5 min to read
Setting up GPU Server on Google Cloud Platform

Overview
Learn how to set up and configure NVIDIA A100 GPU servers on Google Cloud Platform (GCP) for AI/ML workloads.
GPU Availability Check
The GPU platform to be used can be found in the link below.
The GPUs available are different for each zone of a specific region. I’m going to explain it based on NVIDIA A100.
# Check A100 availability in Seoul region
gcloud compute accelerator-types list --filter="name:nvidia-tesla-a100 AND zone:asia-northeast3"
NAME ZONE DESCRIPTION
nvidia-tesla-a100 asia-northeast3-a NVIDIA A100 40GB
nvidia-tesla-a100 asia-northeast3-b NVIDIA A100 40GB
# Check A100 availability in all regions
gcloud compute accelerator-types list |grep a100
nvidia-a100-80gb us-central1-a NVIDIA A100 80GB
nvidia-tesla-a100 us-central1-a NVIDIA A100 40GB
nvidia-tesla-a100 us-central1-b NVIDIA A100 40GB
nvidia-a100-80gb us-central1-c NVIDIA A100 80GB
nvidia-tesla-a100 us-central1-c NVIDIA A100 40GB
nvidia-tesla-a100 us-central1-f NVIDIA A100 40GB
nvidia-tesla-a100 us-west1-b NVIDIA A100 40GB
nvidia-tesla-a100 us-east1-a NVIDIA A100 40GB
nvidia-tesla-a100 us-east1-b NVIDIA A100 40GB
nvidia-tesla-a100 asia-northeast1-a NVIDIA A100 40GB
nvidia-tesla-a100 asia-northeast1-c NVIDIA A100 40GB
nvidia-tesla-a100 asia-southeast1-b NVIDIA A100 40GB
nvidia-a100-80gb asia-southeast1-c NVIDIA A100 80GB
nvidia-tesla-a100 asia-southeast1-c NVIDIA A100 40GB
nvidia-a100-80gb us-east4-c NVIDIA A100 80GB
nvidia-tesla-a100 europe-west4-b NVIDIA A100 40GB
nvidia-a100-80gb europe-west4-a NVIDIA A100 80GB
nvidia-tesla-a100 europe-west4-a NVIDIA A100 40GB
nvidia-tesla-a100 asia-northeast3-a NVIDIA A100 40GB
nvidia-tesla-a100 asia-northeast3-b NVIDIA A100 40GB
nvidia-tesla-a100 us-west3-b NVIDIA A100 40GB
nvidia-tesla-a100 us-west4-b NVIDIA A100 40GB
nvidia-a100-80gb us-east7-a NVIDIA A100 80GB
nvidia-tesla-a100 us-east7-b NVIDIA A100 40GB
nvidia-a100-80gb us-east5-b NVIDIA A100 80GB
nvidia-tesla-a100 me-west1-b NVIDIA A100 40GB
nvidia-tesla-a100 me-west1-c NVIDIA A100 40GB
How to turn off GPU Quota and select Compute Engine
The NVIDIA A100 80GB is basically Quota hanging, so you need to apply for an upgrade through a Quota request.

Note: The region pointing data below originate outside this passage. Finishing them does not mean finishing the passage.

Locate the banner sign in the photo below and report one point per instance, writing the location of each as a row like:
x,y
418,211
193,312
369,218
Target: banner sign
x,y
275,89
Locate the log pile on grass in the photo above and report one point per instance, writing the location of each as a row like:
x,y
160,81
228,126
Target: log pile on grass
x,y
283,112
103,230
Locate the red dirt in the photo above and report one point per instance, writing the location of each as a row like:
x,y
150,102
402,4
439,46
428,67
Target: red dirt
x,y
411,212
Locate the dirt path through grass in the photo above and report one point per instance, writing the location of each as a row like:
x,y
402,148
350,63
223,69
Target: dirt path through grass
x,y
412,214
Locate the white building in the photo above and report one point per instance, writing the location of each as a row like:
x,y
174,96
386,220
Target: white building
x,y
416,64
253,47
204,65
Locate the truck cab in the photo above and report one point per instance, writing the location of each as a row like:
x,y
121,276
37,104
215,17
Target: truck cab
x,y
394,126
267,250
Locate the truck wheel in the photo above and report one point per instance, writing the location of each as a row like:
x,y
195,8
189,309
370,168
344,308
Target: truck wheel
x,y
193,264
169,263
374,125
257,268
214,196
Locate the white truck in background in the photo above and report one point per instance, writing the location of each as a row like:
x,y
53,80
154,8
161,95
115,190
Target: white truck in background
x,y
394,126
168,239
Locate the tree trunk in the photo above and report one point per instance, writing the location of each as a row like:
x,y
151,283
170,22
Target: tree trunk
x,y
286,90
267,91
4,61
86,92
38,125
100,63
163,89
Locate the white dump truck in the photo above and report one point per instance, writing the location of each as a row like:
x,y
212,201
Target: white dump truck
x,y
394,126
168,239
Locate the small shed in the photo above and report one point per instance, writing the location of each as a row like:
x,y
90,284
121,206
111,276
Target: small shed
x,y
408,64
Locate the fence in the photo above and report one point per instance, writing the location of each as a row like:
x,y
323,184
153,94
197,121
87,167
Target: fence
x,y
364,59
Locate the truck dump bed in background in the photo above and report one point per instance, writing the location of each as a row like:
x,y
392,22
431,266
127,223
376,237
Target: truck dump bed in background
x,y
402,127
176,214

After identifying the GPU Quota name of the desired A100 GPU by referring to the document [1] it is possible to apply for Quota upward in the same manner as in the document (2).
GPU Price
You can check it in the link below.
Terraform Configuration Example
## ai_server ##
resource "google_compute_address" "ai_server_ip" {
name = var.ai_server_ip
region = var.region
}
resource "google_compute_instance" "ai_server" {
name = var.ai_server
machine_type = "a2-highgpu-2g" # a2-ultragpu-2g = A100 80G 2 / a2-highgpu-2g = A100 40G 2
labels = local.default_labels
zone = "${var.region}-a"
allow_stopping_for_update = true
tags = [var.nfs_client]
boot_disk {
initialize_params {
image = "ubuntu-os-cloud/ubuntu-2204-lts"
size = 100
}
}
metadata = {
ssh-keys = "somaz:${file("../../key/ai-server.pub")}"
install-nvidia-driver = "true"
}
network_interface {
network = "projects/${var.host_project}/global/networks/${var.shared_vpc}"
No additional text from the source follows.